La tenue luz del crepúsculo de primavera se extendía como una bruma rosada desde detrás del Nishiyama hasta casi el centro del cielo de Kioto. Shinichi no podía creer que Chieko fuera una expósita. Su casa estaba en el barrio antiguo de los grandes comerciantes. Con sólo preguntar en el vecindario podría enterarse. Pero Shinichi no tenía el menor deseo de hacerlo. Lo que le desconcertaba, lo que hubiera querido saber era por qué se lo había confesado ella, precisamente allí y en aquel momento.

 

Tal vez le había llevado hasta el Kiyomizu para decírselo, y tal vez en virtud de aquella confesión su voz se tornó tan clara y tan pura.

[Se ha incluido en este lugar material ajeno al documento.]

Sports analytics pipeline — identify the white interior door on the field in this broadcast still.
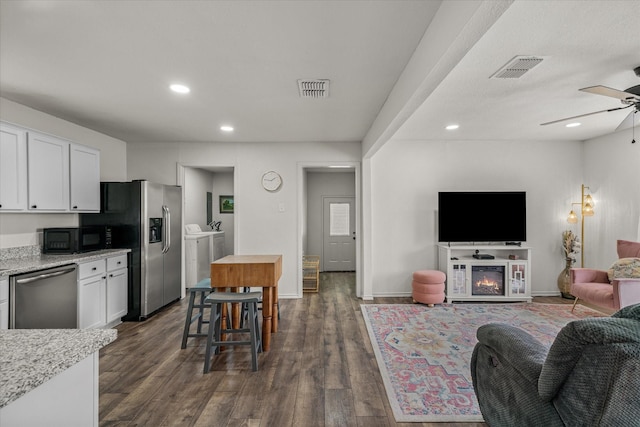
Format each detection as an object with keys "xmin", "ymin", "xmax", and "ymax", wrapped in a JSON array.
[{"xmin": 323, "ymin": 197, "xmax": 356, "ymax": 271}]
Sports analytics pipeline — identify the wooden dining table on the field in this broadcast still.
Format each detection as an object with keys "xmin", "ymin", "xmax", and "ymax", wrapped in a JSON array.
[{"xmin": 209, "ymin": 254, "xmax": 282, "ymax": 351}]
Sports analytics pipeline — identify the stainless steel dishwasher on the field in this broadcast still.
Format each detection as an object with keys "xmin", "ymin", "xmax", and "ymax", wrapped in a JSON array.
[{"xmin": 10, "ymin": 264, "xmax": 78, "ymax": 329}]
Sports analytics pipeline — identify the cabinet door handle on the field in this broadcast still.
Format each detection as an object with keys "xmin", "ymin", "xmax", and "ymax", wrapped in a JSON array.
[
  {"xmin": 72, "ymin": 205, "xmax": 78, "ymax": 209},
  {"xmin": 31, "ymin": 205, "xmax": 37, "ymax": 209}
]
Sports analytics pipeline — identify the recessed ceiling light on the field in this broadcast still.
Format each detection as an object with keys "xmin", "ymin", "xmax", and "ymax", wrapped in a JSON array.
[
  {"xmin": 445, "ymin": 124, "xmax": 459, "ymax": 130},
  {"xmin": 169, "ymin": 84, "xmax": 190, "ymax": 94},
  {"xmin": 220, "ymin": 125, "xmax": 234, "ymax": 132},
  {"xmin": 328, "ymin": 165, "xmax": 352, "ymax": 168},
  {"xmin": 566, "ymin": 122, "xmax": 581, "ymax": 128}
]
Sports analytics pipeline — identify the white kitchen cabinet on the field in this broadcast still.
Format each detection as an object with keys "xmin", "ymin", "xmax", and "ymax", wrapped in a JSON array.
[
  {"xmin": 0, "ymin": 122, "xmax": 28, "ymax": 211},
  {"xmin": 27, "ymin": 131, "xmax": 70, "ymax": 211},
  {"xmin": 0, "ymin": 353, "xmax": 99, "ymax": 426},
  {"xmin": 106, "ymin": 254, "xmax": 128, "ymax": 326},
  {"xmin": 70, "ymin": 143, "xmax": 100, "ymax": 212},
  {"xmin": 78, "ymin": 255, "xmax": 128, "ymax": 329},
  {"xmin": 0, "ymin": 121, "xmax": 100, "ymax": 213},
  {"xmin": 78, "ymin": 259, "xmax": 106, "ymax": 329},
  {"xmin": 0, "ymin": 277, "xmax": 8, "ymax": 329}
]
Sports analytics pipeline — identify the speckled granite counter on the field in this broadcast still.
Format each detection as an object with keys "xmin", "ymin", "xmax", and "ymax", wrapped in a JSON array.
[
  {"xmin": 0, "ymin": 328, "xmax": 117, "ymax": 408},
  {"xmin": 0, "ymin": 248, "xmax": 131, "ymax": 277}
]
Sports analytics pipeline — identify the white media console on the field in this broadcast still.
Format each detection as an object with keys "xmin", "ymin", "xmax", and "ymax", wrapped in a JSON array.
[{"xmin": 437, "ymin": 244, "xmax": 532, "ymax": 303}]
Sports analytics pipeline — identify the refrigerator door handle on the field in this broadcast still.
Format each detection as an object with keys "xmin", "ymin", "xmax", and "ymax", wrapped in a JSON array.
[{"xmin": 162, "ymin": 205, "xmax": 171, "ymax": 253}]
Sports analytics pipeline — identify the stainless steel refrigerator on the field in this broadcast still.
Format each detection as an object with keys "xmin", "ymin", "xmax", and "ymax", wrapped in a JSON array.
[{"xmin": 81, "ymin": 180, "xmax": 182, "ymax": 321}]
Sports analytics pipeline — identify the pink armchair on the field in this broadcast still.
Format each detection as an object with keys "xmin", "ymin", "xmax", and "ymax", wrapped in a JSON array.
[{"xmin": 570, "ymin": 240, "xmax": 640, "ymax": 312}]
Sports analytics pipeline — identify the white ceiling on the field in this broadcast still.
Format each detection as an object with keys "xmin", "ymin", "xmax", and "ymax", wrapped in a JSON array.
[{"xmin": 1, "ymin": 1, "xmax": 639, "ymax": 147}]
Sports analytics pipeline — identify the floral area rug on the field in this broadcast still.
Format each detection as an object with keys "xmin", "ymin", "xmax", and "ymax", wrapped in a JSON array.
[{"xmin": 360, "ymin": 303, "xmax": 604, "ymax": 423}]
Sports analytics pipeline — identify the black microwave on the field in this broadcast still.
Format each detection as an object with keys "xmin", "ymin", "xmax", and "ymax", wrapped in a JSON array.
[{"xmin": 43, "ymin": 226, "xmax": 111, "ymax": 254}]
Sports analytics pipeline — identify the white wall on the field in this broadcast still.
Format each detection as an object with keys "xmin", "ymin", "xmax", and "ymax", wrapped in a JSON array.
[
  {"xmin": 184, "ymin": 167, "xmax": 214, "ymax": 226},
  {"xmin": 127, "ymin": 140, "xmax": 362, "ymax": 298},
  {"xmin": 0, "ymin": 98, "xmax": 127, "ymax": 248},
  {"xmin": 211, "ymin": 171, "xmax": 234, "ymax": 256},
  {"xmin": 368, "ymin": 138, "xmax": 583, "ymax": 297},
  {"xmin": 583, "ymin": 127, "xmax": 640, "ymax": 269}
]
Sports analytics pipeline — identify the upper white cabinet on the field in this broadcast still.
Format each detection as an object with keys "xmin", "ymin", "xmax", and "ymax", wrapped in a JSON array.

En aquella voz vibraban acentos de firmeza y seriedad. ¿Trataba de conmoverle? No, eso no. Quizá Chieko adivinaba que Shinichi la amaba. ¿Debía entonces el que la amaba enterarse de su procedencia por ella misma? No, eso no le parecía a él lo más natural. Más bien parecía como si ella rechazara de antemano su amor.

 

¿Era realmente una «expósita», o sólo pretendía serlo…?

 

También podía ser por afán de contradecirle, reflexionaba. Tres veces le había dicho en el santuario de Heian que parecía muy feliz.

 

—Cuando te enteraste de que eras una expósita, ¿te sentiste sola? —le preguntó—. ¿Acaso triste?

 

—No, ni sola ni triste. Cuando pedí a mis padres que me dejaran ir a la Universidad, me dijeron que para la heredera del negocio los estudios serían más bien un estorbo. Era preferible que aprendiera a llevar la tienda. Cuando mi padre dijo eso, yo me sentí un poco…

 

—Fue hace dos años, ¿no?

 

—Sí, hace dos años.

 

—¿Obedeces a tus padres ciegamente?

 

—Por supuesto.

 

—¿También en lo relativo al matrimonio?

 

—También. Por lo menos, tal es mi propósito —respondió ella sin vacilar.

 

—Pero ¿no tienes voluntad propia? —preguntó Shinichi.

 

—Demasiada. No sé qué puedo hacer, pero…

 

—¿La reprimes? ¿Tratas de ahogarla?

 

—No. Ahogarla no.

 

—Hablas con enigmas —dijo Shinichi, y su voz temblaba ligeramente entre su suave risa. Se apoyó en la balaustrada y miró inquisitivamente el rostro de Chieko—. Me gustaría ver la cara de la misteriosa niña abandonada.

 

—¡Qué oscuro está ya! ¿Verdad? —Chieko se volvió por primera vez hacia Shinichi. Sus ojos brillaban—. Tengo miedo —añadió.

 

Y levantó la mirada hacia el tejado de la nave principal. El tejado, de gruesos ripios de cedro, se cernía sobre ellos como una mole oscura y pesada.